Normalidad y serenidad adquirida. Coros en el público y chicas cantando algunos estribillos. Pista de despegue propicia para encarar la recta final con la artillería pesada a punto para quitarle el cerrojo de seguridad. Entonces llegaron los teclados electrizantes de ‘Em quedo els teus pecats’ o la barbaridad de single en ciernes que parece ‘La cursa d’honor’. Esta última pieza de cotización para las radios como sencillo perfecto si éstas se dedicaran a radiar bombazos como el que significa esta canción.
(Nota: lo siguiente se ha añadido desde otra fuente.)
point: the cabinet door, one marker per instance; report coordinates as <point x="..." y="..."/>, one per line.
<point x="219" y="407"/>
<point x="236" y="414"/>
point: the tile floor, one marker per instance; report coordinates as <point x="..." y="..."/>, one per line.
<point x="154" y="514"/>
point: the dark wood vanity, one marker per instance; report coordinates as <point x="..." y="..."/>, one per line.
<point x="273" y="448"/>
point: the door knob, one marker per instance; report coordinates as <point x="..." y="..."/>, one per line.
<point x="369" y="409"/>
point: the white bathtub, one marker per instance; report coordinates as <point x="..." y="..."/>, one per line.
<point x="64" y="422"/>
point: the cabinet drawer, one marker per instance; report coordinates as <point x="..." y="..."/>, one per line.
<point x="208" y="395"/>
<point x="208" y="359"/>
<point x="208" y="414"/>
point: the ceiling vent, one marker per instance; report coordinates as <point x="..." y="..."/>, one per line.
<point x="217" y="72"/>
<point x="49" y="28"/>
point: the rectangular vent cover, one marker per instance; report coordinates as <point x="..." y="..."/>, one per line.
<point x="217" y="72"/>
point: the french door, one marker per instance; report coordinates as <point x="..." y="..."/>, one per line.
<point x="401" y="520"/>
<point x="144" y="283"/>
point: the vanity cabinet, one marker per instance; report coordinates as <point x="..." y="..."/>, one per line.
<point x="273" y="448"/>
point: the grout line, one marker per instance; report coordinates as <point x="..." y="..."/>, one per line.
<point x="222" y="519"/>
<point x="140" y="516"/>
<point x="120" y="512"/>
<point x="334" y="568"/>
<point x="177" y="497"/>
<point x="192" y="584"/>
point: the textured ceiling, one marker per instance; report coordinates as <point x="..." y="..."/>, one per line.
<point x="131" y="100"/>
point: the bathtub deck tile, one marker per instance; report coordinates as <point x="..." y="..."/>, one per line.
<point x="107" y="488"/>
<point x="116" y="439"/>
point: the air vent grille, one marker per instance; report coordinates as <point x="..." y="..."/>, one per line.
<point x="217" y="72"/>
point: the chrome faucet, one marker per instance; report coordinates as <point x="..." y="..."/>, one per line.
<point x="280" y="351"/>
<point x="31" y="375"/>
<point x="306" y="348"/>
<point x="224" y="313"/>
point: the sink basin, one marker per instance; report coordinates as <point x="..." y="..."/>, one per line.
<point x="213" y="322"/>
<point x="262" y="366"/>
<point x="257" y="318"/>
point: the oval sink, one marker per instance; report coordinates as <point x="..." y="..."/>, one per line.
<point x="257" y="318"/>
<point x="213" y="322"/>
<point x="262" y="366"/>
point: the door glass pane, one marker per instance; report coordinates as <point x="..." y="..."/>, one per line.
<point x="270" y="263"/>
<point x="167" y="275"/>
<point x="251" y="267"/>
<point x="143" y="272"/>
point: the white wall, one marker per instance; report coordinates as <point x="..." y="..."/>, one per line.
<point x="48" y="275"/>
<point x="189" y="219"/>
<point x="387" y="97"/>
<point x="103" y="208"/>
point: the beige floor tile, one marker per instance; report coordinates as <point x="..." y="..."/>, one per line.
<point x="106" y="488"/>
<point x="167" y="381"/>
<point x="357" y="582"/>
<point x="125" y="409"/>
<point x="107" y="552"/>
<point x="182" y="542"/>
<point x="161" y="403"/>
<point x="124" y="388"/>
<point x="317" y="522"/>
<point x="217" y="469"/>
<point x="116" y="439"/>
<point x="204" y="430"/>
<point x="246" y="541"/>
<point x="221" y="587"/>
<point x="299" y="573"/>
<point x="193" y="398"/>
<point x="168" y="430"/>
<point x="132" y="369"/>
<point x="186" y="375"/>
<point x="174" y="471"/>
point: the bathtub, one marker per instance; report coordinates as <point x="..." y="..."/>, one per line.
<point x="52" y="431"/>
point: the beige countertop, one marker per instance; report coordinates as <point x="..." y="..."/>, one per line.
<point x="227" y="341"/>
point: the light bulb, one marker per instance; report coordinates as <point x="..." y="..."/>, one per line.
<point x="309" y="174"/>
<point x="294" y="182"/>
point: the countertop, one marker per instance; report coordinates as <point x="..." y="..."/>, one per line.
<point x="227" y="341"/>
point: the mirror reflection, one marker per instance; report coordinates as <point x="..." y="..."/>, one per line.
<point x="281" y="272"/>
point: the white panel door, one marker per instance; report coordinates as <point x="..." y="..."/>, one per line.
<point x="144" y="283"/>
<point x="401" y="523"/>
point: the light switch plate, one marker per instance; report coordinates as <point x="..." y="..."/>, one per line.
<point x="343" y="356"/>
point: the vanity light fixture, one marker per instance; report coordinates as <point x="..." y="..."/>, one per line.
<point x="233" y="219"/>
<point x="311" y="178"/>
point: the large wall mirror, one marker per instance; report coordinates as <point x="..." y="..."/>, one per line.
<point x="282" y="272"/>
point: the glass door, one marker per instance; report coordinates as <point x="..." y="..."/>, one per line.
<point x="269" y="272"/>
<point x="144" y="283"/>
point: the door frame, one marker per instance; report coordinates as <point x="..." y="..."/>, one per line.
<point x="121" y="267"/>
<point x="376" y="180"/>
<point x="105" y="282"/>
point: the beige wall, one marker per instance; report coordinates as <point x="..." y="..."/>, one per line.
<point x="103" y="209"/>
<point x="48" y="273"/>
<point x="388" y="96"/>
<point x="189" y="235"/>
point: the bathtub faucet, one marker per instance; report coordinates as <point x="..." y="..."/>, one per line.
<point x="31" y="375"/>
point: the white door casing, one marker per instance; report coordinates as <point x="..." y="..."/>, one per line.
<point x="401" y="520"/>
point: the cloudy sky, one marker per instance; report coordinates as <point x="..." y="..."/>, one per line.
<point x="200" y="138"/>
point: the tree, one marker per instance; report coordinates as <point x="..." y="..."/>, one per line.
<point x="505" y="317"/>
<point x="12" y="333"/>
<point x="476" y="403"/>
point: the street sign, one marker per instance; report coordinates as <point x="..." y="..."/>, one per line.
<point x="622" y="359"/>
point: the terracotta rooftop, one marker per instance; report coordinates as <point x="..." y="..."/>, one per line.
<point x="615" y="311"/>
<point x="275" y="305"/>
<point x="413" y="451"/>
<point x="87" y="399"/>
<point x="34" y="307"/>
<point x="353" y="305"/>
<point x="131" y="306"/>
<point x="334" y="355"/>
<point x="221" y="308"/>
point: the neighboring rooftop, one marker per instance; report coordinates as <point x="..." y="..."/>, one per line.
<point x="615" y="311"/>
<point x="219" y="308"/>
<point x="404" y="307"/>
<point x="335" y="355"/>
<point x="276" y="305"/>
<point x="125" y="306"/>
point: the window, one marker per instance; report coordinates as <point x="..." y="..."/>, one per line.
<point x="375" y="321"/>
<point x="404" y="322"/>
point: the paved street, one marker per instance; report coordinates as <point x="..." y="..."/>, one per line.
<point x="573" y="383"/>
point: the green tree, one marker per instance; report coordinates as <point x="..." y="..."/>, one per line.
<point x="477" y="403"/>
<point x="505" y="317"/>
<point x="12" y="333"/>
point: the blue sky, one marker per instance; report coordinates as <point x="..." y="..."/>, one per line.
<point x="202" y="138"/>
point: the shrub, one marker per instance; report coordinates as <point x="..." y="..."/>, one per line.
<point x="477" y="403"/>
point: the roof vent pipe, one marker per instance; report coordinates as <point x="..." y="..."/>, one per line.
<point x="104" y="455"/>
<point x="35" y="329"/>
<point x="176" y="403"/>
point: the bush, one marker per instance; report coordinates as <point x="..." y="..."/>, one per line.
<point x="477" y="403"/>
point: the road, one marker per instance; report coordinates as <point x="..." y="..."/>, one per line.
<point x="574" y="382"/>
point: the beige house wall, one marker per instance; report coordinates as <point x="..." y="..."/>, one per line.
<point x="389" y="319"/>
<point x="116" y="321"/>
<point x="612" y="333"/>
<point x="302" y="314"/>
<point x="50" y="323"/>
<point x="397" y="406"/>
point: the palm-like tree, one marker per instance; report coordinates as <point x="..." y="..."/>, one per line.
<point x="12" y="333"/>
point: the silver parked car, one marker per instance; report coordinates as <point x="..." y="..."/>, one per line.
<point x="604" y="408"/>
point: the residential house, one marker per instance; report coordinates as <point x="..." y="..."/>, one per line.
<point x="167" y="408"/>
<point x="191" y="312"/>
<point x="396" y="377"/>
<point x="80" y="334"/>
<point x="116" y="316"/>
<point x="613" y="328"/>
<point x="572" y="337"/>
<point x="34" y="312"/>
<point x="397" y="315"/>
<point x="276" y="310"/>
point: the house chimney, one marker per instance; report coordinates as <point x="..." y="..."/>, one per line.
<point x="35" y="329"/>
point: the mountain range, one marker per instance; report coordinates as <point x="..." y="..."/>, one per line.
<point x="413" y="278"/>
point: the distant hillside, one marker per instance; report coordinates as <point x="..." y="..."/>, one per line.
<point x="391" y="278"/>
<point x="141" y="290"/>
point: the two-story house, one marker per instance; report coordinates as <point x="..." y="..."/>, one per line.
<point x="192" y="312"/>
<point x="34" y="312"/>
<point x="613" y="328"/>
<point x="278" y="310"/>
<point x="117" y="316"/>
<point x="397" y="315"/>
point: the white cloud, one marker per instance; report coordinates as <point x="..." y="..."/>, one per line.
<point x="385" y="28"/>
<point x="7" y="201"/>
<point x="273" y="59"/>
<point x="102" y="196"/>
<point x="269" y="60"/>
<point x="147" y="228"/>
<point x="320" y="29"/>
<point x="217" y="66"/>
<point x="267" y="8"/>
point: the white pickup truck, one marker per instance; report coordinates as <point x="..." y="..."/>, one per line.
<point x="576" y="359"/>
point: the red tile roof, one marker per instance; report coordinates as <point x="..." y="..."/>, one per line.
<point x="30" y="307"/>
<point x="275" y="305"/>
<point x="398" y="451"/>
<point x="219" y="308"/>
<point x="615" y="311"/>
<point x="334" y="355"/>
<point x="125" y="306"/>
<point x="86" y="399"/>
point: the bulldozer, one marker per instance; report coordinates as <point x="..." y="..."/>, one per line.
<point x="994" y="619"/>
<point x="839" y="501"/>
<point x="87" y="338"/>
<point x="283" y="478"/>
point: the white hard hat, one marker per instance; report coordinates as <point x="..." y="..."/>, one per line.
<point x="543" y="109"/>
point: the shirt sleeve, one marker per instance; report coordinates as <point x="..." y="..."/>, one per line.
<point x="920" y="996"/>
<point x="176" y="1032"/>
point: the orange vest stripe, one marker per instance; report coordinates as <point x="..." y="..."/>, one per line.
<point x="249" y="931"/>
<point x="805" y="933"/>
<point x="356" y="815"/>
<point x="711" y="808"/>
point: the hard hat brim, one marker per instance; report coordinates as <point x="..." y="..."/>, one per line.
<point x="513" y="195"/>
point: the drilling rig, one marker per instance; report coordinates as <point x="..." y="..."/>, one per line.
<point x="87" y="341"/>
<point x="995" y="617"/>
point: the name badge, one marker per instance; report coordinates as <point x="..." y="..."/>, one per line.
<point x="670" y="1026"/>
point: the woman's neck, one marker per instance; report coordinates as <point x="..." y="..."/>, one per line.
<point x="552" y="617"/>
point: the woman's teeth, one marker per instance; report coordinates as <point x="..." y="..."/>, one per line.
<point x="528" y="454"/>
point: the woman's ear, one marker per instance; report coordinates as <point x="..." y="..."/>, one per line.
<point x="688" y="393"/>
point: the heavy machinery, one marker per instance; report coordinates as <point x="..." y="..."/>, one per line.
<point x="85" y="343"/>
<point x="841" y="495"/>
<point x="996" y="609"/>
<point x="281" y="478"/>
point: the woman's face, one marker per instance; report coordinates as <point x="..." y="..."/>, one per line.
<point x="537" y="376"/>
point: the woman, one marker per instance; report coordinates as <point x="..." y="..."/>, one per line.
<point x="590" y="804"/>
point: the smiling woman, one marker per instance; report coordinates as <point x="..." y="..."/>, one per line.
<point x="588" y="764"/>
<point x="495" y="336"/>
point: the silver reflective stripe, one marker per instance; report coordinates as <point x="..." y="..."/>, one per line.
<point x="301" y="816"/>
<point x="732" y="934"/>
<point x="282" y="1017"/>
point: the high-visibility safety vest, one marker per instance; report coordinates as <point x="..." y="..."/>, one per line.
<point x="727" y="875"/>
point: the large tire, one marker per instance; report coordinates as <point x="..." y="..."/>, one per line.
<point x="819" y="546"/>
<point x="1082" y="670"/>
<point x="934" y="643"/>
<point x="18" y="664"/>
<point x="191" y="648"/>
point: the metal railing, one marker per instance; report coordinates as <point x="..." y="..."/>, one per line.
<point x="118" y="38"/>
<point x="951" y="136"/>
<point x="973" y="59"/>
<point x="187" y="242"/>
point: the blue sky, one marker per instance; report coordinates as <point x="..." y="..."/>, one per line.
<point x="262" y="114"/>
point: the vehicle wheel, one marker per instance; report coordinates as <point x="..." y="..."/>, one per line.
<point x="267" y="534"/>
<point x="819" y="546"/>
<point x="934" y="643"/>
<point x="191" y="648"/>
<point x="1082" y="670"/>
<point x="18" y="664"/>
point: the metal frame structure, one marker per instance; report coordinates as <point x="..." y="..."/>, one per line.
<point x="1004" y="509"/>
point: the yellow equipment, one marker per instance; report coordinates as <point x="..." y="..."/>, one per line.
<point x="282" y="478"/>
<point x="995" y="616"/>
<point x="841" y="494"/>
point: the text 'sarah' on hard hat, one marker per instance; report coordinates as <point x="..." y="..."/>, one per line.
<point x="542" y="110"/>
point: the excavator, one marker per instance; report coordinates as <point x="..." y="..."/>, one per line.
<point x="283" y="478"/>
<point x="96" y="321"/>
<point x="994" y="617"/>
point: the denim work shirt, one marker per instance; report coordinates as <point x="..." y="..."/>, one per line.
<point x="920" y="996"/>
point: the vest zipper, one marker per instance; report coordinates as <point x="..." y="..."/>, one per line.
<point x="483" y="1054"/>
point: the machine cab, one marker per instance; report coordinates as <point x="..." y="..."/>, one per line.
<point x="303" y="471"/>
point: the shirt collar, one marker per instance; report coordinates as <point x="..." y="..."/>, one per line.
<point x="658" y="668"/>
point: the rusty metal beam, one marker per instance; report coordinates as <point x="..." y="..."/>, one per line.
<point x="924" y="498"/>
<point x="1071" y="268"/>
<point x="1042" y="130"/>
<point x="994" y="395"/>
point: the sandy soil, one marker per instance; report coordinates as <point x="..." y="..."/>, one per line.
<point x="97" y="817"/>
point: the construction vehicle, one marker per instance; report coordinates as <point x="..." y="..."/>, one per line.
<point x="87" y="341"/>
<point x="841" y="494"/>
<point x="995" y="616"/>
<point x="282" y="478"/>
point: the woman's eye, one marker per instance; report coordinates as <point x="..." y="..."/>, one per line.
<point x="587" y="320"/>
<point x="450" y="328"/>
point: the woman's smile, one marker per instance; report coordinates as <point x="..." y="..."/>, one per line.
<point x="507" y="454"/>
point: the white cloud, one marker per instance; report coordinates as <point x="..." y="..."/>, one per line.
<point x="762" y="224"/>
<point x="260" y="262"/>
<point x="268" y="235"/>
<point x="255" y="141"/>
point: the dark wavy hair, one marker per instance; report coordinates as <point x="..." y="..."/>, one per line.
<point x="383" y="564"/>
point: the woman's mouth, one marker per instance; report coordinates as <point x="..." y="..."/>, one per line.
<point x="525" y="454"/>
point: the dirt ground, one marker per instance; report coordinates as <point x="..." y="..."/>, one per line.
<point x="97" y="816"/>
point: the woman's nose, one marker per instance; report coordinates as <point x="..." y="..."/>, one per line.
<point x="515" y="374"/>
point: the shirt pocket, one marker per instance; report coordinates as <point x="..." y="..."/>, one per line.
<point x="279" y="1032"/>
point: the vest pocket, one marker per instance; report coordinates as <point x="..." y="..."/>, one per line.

Pero estas cosas de momento no suelen sucederse mucho en estos lares, y los conciertos en vivo y la música sincera siguen siendo platos de consumo que no tantos pretenden degustar. Porqué Illa Carolina son emocionales y gastan referencias gigantescas. Ello solo cabe verse con las dos covers que los carolinos regalaron a los presentes para dar por cerrado su concierto de presentación. Primero una magnífica versión del ‘Driving’ de Everything But The Girl que les luce como anillo al dedo; y finalmente una pausada revisión del ‘Va com va’ de Ovidi Montllor. Sí, uno de aquellos héroes locales que no muchos se atreven a mentar, por desgracia.

Así pues, pleitesía y gusto por los clásicos. Ganas y vísceras desparramadas en el escenario. Pura emoción, desbordada a veces, al servicio de la tierra prometida del pop. Porqué seguimos sin saber si el pop nos hará libres, pero sí sabemos que hay que dar soporte a bandas en ciernes como Illa Carolina. Por ser vecinos, por hablar un mismo idioma conceptual y por tener tan buenos referentes que esperemos les lleves a más canciones, más y mejores directos y mucho futuro para contar.